Personal information
- Nationality: Thai
- Born: 4 September 2000 (age 25) Chiang Mai, Thailand
- Height: 164 cm (5 ft 5 in)
- Weight: 53 kg (117 lb)

Sport
- Country: Thailand
- Sport: Taekwondo
- Event: poomsae

Medal record
Representing Thailand
Women's poomsae
Asian Games
| Gold medal – first place | 2018 Jakarta-Palembang | women's team |
Poomsae World Championship
| Gold medal – first place | 2016 Lima | women's team |

= Kotchawan Chomchuen =

Thai taekwondo practitioner

Kotchawan Chomchuen (born 4 September 2000) is a Thai taekwondo practitioner.
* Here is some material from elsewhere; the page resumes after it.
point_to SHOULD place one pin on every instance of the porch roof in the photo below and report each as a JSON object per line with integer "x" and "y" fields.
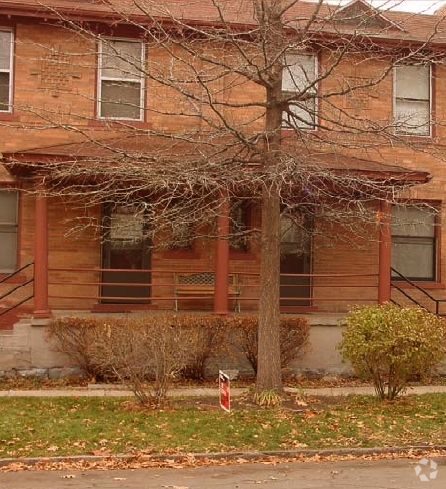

She represented Thailand at the 2018 Asian Games and clinched gold medal in the women's team poomsae event along with fellow taekwondo practitioners Phenkanya Phaisankiattikun and Ornawee Srisahakit defeating favourites South Korea in the final.

In 2016, she jointly with Phenkanya Phaisankiattikun and Ornawee Srisahakit claimed the Poomsae World Championship title in the women's team category for Thailand, which also historically became the first ever Poomsae World Championship title victory for Thailand.